Beispiel 3: Bareboat – durch ausländische Tochtergesellschaft. Eine ausländische Tochter verchartert bareboat ein ihr gehörendes Seeschiff an das inländische Mutterunternehmen, das seinen Gewinn nach § 5a ermittelt. Die Mutter rüstet das Schiff aus und verchartert es unter Zeitcharterbedingungen. Nach neuem Recht ist der Erbringungstatbestand erfüllt. Es liegen passive Tätigkeiten vor. Die Tochter erbringt mit Abschluss des Bareboat-Vertrags eine Dienstleistung gegenüber der Mutter.

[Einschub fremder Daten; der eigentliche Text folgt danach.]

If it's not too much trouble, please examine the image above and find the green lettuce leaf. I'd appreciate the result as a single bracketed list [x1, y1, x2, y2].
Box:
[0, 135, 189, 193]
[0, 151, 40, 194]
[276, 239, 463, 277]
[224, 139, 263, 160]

Vorranging handelt es sich jedoch um die Vermietung einer beweglichen Sache, die auch zu passiven Einkünften der ausländischen Gesellschaft führt.

Beispiele 4, 5, 6: Mannschaftsgestellung durch inländische Muttergesellschaft. Eine Muttergesellschaft hat eine ausländische Tochter. Letztere besitzt ein Schiff, dessen Mannschaft durch die deutsche Mutter ihr überlassen wird. Die Tochter

• betreibt mit der Besatzung das Schiff im internationalen Verkehr,

• zeitverchartert das Schiff mit Mannschaft an ein unabhängiges Unternehmen

• zeitverchartert das Schiff mit Mannschaft an ein nahe stehendes Unternehmen.

Die Mutter erbringt mit der Mannschaftsgestellung eine Dienstleistung gegenüber der ausländischen Tochter. Es liegen somit im Grunde passive Einkünfte vor.

Beispiel 7: Frachtenakquisition und der Einzug der Frachten durch inländische Muttergesellschaft. Die ausländische Tochter bereedert und betreibt ein Schiff im internationalen Verkehr. Die Frachtenakquisition und der Einzug der Frachten erfolgen durch die Mutter im Inland. Diese erbringt gegenüber ihrer Tochter eine Dienstleistung, die zu passiven Einkünften führen kann.

Beispiel 8: Vorbereitung und Überwachung der Durchführung eines Chartervertrags durch inländische Muttergesellschaft. Eine deutsche Muttergesellschaft hat eine ausländische Tochter. Letztere besitzt ein Schiff. Das Schiff wird an ein anderes Unternehmen mittelfristig verchartert. Der Chartervertrag wird von der Mutter vorbereitet und überwacht. Die Mutter erbringt gegenüber ihrer Tochter eine Dienstleistung, die im Grunde eine passive Tätigkeiten darstellt.